Original Recording Format

Producer

Justus Beyer

Recording Engineer

Andreas Wolf

Recording Location

Walthamstow Assembly Hall, London on June 26 and 27, 2018

Recording Type & Bit Rate

DSD

Release DateApril 26, 2019

Press reviews

Culture Radio

Guy Braunstein belongs with this album, with his intense violin playing and his inexhaustible sonic fantasy in a row with the very big violinists. Without overestimating itself.

For more than ten years, the Israeli violinist Guy Braunstein was First Concertmaster of the Berliner Philharmoniker. In 2013 he gave up this position in favor of a solo career. The Berlin-based choirmaster has just recorded the violin concerto by Peter Tchaikovsky, as well as his own rhapsodies on topics that Tchaikovsky composed for his opera “Eugene Onegin” and for the ballet “Swan Lake”.

“I try to get into the composer’s head,” says Guy Braunstein, “and take a good picture of the mood and the face he shows.” In his Violin Concerto Tchaikovsky shows at least three faces: a melancholic, a classical and a folkloristic.

Tchaikovsky unites all three in one of the greatest violin concertos of the 19th century. “He jumps from one to the other, so organic and so homogeneous, like almost no other composer.”

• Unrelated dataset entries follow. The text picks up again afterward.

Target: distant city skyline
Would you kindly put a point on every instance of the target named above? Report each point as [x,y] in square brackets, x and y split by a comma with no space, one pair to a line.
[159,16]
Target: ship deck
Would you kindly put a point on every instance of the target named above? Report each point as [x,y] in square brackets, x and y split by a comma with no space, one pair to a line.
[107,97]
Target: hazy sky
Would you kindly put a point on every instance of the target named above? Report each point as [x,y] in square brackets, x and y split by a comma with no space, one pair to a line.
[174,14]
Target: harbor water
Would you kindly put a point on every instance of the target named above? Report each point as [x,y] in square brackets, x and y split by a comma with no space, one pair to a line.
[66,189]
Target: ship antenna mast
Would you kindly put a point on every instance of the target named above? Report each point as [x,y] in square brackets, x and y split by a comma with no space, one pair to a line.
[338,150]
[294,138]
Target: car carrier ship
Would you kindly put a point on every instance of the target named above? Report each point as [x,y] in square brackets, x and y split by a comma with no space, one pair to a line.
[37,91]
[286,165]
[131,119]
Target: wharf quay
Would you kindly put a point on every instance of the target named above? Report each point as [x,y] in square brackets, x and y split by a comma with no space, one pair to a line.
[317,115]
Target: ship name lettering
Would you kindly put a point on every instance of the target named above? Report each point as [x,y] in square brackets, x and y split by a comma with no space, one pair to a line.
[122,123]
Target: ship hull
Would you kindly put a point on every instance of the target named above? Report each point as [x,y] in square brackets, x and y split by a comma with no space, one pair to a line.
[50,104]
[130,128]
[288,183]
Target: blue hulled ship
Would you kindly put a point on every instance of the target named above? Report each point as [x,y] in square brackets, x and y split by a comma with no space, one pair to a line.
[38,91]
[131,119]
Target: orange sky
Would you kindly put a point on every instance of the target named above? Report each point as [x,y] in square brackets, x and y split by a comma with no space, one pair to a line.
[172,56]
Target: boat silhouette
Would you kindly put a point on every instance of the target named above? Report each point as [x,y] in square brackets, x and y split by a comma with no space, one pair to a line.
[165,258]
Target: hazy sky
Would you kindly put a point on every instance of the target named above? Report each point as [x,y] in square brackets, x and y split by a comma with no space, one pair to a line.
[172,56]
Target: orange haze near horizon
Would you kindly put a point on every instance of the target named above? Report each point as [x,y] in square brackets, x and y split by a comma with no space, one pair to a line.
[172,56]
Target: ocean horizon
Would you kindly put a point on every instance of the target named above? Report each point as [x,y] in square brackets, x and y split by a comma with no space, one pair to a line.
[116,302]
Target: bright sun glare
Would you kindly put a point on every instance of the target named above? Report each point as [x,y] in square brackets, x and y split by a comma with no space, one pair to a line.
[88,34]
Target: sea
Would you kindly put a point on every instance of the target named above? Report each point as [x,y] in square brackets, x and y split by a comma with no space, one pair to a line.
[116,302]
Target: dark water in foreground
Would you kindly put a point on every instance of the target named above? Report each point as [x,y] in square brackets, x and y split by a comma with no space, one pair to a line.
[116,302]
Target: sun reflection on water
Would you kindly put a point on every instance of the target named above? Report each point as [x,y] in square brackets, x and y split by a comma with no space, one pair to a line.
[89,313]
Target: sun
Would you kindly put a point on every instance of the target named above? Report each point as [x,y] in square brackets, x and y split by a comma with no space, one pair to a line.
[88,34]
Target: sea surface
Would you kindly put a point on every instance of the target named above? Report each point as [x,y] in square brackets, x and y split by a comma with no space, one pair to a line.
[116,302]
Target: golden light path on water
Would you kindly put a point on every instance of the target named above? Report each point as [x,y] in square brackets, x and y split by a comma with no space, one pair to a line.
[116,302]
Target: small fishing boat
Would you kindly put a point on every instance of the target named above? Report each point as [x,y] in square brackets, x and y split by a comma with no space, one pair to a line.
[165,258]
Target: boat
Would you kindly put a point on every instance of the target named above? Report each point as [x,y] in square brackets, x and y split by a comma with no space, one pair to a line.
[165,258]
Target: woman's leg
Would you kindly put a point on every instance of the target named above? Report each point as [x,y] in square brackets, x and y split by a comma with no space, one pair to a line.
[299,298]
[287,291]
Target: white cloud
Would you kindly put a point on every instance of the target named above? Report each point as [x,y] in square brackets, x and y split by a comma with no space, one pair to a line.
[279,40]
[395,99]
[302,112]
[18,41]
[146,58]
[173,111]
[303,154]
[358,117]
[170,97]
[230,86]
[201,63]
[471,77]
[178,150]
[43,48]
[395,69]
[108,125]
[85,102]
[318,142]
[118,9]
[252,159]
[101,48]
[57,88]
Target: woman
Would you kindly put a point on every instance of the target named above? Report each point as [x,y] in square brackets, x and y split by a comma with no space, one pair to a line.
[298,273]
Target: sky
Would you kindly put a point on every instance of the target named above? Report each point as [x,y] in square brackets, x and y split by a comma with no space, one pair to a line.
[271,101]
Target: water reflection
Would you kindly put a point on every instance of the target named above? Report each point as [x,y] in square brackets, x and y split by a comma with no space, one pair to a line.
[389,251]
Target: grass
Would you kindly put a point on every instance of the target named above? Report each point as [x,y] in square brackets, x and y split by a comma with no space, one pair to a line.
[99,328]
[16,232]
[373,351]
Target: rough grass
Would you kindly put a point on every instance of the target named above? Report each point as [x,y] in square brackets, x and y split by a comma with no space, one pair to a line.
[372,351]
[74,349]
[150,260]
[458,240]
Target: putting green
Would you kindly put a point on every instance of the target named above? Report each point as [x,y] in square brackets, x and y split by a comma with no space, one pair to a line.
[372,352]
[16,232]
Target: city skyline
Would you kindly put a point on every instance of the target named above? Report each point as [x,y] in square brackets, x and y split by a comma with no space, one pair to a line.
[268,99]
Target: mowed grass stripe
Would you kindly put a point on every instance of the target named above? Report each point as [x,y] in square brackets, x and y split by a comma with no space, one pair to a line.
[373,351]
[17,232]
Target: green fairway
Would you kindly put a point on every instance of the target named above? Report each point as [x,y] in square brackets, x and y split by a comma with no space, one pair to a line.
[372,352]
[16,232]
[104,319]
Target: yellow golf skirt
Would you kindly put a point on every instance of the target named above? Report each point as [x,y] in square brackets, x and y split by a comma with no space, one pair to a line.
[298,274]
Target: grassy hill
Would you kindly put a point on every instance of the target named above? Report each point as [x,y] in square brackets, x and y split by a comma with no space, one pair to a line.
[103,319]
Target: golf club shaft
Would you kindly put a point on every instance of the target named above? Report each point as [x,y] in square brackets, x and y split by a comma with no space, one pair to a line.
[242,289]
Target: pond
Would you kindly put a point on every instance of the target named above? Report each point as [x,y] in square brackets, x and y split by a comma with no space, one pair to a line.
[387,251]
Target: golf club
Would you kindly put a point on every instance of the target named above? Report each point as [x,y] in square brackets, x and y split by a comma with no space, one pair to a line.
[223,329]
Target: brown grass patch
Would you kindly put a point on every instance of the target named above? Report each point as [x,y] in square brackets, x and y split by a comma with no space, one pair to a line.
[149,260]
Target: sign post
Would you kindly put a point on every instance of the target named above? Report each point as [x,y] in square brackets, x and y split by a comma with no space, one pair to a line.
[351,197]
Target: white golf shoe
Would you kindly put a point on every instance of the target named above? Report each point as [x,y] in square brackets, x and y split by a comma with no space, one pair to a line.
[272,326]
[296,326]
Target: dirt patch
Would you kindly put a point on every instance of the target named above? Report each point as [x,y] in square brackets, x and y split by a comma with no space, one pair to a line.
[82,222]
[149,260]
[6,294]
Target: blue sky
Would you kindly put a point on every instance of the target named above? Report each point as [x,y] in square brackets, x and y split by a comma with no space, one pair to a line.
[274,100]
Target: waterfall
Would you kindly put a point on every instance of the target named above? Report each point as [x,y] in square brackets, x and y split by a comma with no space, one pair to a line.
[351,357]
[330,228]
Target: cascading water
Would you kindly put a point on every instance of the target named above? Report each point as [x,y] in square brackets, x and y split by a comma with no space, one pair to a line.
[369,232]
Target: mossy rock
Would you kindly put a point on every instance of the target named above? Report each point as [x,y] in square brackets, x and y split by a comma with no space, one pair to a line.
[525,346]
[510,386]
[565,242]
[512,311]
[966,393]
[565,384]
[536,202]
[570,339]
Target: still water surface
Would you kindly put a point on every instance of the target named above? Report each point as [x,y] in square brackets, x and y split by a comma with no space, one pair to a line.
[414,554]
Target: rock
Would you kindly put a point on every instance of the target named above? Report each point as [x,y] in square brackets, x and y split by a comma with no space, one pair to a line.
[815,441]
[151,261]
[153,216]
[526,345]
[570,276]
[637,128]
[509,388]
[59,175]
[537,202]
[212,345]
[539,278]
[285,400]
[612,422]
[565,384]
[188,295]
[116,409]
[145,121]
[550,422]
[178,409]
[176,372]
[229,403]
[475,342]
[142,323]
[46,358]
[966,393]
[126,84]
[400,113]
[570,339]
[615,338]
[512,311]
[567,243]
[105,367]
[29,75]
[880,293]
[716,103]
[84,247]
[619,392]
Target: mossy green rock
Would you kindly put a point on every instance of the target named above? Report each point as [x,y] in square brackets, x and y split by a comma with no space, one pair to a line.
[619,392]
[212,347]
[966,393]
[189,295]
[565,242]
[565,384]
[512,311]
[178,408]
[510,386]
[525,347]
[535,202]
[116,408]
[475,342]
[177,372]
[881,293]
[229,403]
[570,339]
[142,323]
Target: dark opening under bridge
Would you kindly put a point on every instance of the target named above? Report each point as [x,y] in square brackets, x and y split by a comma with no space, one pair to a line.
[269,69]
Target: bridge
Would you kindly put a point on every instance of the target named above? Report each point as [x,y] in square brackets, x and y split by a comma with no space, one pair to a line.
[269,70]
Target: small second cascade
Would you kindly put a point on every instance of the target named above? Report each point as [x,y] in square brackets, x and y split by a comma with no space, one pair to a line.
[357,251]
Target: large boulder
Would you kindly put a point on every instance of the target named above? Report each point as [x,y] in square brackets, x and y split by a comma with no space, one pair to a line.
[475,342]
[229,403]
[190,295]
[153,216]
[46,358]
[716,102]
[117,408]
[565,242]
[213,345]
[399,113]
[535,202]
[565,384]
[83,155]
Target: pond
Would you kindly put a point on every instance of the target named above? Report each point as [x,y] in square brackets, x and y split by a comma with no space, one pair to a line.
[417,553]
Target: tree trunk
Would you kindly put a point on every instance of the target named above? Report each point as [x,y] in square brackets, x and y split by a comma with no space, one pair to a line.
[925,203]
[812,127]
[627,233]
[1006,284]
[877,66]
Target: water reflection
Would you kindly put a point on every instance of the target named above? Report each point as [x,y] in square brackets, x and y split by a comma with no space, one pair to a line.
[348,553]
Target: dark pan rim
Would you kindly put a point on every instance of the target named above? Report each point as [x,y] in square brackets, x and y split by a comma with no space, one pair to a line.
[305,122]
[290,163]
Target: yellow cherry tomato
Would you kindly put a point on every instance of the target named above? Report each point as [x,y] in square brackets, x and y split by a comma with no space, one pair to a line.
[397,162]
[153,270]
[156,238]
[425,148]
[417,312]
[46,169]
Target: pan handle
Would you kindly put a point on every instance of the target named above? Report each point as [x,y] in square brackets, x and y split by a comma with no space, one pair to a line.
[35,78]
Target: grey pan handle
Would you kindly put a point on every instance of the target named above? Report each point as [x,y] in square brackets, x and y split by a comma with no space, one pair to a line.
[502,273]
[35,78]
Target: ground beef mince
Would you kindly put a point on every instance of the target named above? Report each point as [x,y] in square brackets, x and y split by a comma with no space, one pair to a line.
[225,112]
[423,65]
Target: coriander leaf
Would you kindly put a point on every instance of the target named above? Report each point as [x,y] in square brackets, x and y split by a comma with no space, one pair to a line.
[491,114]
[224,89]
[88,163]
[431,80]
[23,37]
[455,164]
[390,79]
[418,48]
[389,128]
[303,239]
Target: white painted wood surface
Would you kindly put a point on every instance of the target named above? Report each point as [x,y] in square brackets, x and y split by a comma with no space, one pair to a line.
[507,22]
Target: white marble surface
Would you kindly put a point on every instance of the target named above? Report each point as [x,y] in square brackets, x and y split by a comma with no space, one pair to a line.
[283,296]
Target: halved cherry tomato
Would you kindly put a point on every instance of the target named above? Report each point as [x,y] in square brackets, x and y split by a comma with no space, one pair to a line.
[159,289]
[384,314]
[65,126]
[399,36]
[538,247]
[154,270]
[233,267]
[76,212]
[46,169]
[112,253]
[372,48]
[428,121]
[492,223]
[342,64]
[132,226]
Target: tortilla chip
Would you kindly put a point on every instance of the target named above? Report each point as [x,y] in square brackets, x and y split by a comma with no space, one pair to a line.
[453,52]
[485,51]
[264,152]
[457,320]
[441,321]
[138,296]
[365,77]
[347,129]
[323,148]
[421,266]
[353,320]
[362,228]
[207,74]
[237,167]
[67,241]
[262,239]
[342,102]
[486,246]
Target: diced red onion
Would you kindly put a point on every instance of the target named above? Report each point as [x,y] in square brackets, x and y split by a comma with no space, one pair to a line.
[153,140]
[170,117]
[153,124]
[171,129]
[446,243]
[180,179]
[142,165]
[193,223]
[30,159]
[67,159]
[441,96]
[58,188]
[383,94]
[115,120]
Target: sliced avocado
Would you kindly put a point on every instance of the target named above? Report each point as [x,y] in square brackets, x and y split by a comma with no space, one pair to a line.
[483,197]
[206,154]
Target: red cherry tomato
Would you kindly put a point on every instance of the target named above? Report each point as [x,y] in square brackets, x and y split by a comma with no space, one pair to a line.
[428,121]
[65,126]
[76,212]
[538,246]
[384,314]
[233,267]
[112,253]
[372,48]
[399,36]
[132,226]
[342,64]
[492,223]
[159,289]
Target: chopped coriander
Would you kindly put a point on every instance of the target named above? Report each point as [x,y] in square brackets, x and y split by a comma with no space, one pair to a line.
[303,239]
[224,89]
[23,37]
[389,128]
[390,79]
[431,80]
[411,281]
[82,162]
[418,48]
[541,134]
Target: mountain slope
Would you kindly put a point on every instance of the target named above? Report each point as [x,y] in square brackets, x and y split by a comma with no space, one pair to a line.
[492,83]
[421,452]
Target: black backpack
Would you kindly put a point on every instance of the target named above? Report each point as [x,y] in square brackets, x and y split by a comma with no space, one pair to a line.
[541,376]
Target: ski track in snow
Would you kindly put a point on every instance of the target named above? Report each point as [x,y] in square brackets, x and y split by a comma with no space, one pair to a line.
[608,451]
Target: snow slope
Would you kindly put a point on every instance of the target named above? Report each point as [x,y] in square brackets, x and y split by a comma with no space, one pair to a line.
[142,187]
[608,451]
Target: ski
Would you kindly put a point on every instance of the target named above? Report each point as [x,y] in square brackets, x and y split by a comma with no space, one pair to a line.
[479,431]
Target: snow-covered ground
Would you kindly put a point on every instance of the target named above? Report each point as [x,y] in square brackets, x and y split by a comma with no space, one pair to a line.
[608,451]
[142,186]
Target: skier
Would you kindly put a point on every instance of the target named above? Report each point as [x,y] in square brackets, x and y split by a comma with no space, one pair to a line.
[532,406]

Born in Tel Aviv in 1971, Guy Braunstein plays Tchaikovsky’s music with an energy that can be felt in the direct surroundings of the musician like a strong force field. On the stage and also in the recording studio, Braunstein lets his enormous physical presence flow over the bow into his Ruggieri – an instrument from 1679, with very special qualities. “With this instrument, all I have to do is think what sound I want for a particular spot, and then the instrument produces exactly what I’m looking for.”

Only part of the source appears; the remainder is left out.